Helios Engine - LLM Agent Framework
Helios Engine is a powerful and flexible Rust framework for building LLM-powered agents with tool support, streaming chat capabilities, and easy configuration management. Create intelligent agents that can interact with users, call tools, and maintain conversation context - with both online and offline local model support.
Key Features
- 🆕 ReAct Mode: Enable agents to reason and plan before taking actions with a simple
.react()call - includes custom reasoning prompts for domain-specific tasks - 🆕 Forest of Agents: Multi-agent collaboration system where agents can communicate, delegate tasks, and share context
- Agent System: Create multiple agents with different personalities and capabilities
- 🆕 Tool Builder: Simplified tool creation with builder pattern - wrap any function as a tool without manual trait implementation
- Tool Registry: Extensible tool system for adding custom functionality
- Extensive Tool Suite: 16+ built-in tools including web scraping, JSON parsing, timestamp operations, file I/O, shell commands, HTTP requests, system info, and text processing
- 🆕 RAG System: Retrieval-Augmented Generation with vector stores (InMemory and Qdrant)
- 🆕 Custom Endpoints: Ultra-simple API for adding custom HTTP endpoints to your agent server - ~70% less code than before!

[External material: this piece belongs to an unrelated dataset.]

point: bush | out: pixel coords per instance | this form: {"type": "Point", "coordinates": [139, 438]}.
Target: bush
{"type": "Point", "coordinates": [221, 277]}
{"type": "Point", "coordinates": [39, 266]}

- Streaming Support: True real-time response streaming for both remote and local models with immediate token delivery
- Local Model Support: Run local models offline using llama.cpp with HuggingFace integration (optional
localfeature) - HTTP Server & API: Expose OpenAI-compatible API endpoints with full parameter support
- Dual Mode Support: Auto, online (remote API), and offline (local) modes
- CLI & Library: Use as both a command-line tool and a Rust library crate
- 🆕 Feature Flags: Optional
localfeature for offline model support - build only what you need!
Documentation
Online Resources
- Official Website - Complete interactive documentation with tutorials, guides, and examples
- Official Book - Comprehensive guide to Helios Engine
- API Reference - Detailed API documentation on docs.rs
Quick Links
- Getting Started - Installation and first steps
- Core Concepts - Agents, LLMs, chat, and error handling
- Tools - Using and creating tools
- Forest of Agents - Multi-agent systems
- RAG System - Retrieval-Augmented Generation
- Examples - Code examples and use cases
Local Documentation
- Getting Started - Comprehensive guide: installation, configuration, first agent, tools, and CLI
- Tools Guide - Built-in tools, custom tool creation, and Tool Builder
- Forest of Agents - Multi-agent systems, coordination, and communication
- RAG System - Retrieval-Augmented Generation with vector stores
- API Reference - Complete API documentation
- Configuration - Configuration options and local inference setup
- Using as Crate - Library usage guide
Full Documentation Index - Complete navigation and updated structure
Quick Start
Version 0.4.4
Install CLI Tool
# Install without local model support (lighter, faster install)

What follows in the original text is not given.